This is what you want(Notice that you have to change your format)
import datetime
date_format = '2019-04-10'
date_time_obj = datetime.datetime.strptime(date_format, '%Y-%m-%d')
print(date_time_obj)
Here is an other example
import datetime
date_time_str = '2018-06-29 08:15:27.243860'
date_time_obj = datetime.datetime.strptime(date_time_str, '%Y-%m-%d %H:%M:%S.%f')
print('Date:', date_time_obj.date())
print('Time:', date_time_obj.time())
print('Date-time:', date_time_obj)
You can also do this
from datetime import datetime, timedelta
s = "20120213"
# you could also import date instead of datetime and use that.
date = datetime(year=int(s[0:4]), month=int(s[4:6]), day=int(s[6:8]))
print(date)
There are many ways to achieve what you want.
I am unexperienced with Python and am trying to parse all timestamps of the following csv as datetime objects in order to then perform functions on them (e.g. find timestamp differences etc.).
However, I can parse single lines but not the whole timestamp column.
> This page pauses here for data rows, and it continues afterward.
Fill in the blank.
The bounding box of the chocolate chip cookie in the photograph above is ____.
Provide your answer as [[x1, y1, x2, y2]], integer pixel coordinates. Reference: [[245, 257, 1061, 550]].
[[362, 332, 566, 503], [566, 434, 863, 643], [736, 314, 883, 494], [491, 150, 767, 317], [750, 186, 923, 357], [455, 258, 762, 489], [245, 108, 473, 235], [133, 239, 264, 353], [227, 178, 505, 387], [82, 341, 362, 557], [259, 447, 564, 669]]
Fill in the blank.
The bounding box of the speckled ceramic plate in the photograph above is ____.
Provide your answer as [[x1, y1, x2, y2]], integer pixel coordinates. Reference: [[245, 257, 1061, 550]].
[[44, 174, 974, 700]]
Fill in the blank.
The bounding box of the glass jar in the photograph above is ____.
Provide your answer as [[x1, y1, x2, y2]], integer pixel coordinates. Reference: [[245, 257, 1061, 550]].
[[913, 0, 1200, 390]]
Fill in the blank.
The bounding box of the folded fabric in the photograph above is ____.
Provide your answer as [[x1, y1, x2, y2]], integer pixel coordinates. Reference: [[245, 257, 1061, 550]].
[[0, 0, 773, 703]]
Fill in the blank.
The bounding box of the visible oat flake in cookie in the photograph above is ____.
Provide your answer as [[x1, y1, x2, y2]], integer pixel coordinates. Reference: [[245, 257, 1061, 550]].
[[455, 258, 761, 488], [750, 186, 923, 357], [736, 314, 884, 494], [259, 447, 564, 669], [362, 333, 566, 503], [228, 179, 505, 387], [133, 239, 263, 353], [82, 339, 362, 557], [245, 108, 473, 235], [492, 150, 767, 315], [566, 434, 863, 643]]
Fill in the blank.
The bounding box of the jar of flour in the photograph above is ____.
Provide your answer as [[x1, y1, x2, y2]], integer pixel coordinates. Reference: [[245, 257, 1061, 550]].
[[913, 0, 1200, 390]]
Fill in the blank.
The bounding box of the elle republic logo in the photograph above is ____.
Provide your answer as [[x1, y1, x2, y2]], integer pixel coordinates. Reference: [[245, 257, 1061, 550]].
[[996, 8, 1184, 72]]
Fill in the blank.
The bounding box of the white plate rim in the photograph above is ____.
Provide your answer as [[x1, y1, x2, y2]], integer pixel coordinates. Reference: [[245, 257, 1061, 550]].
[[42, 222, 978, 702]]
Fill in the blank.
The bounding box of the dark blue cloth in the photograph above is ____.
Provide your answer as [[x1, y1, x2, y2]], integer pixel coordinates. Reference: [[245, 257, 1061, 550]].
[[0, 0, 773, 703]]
I am getting a 'KeyError: '2010-12-30 14:32:00' for the first date of the timestamp column, when reaching the line below my 'not working' comment.
Thanks in advance.
from datetime import datetime, timedelta
import pandas as pd
from dateutil.parser import parse
csvFile = pd.read_csv('runningComplete.csv')
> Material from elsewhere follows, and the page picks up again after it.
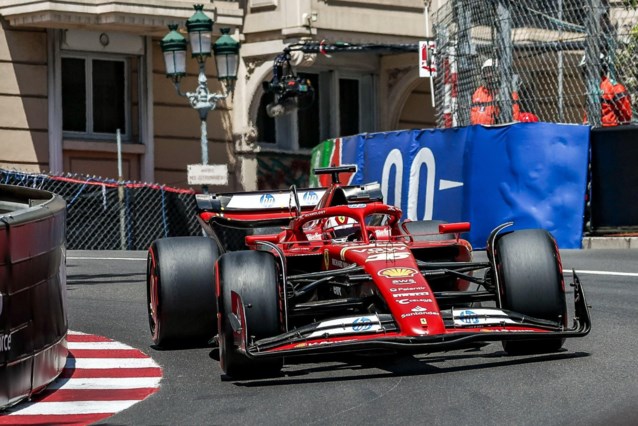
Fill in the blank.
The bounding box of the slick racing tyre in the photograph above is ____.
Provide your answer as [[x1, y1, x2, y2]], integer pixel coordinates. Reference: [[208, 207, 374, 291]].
[[403, 220, 454, 241], [495, 229, 567, 355], [146, 237, 219, 347], [217, 250, 283, 378]]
column = csvFile['timestamp']
column = column.str.slice(0, 19, 1)
print(column)
dt1 = datetime.strptime(column[1], '%Y-%m-%d %H:%M:%S')
print(dt1)
dt2 = datetime.strptime(column[2], '%Y-%m-%d %H:%M:%S')
print(dt1)
dt3 = dt1 - dt2
print(dt3)
for row in column:
print(row)
Not working:
for row in column:
timestamp = datetime.strptime(column[row], '%Y-%m-%d %H:%M:%S')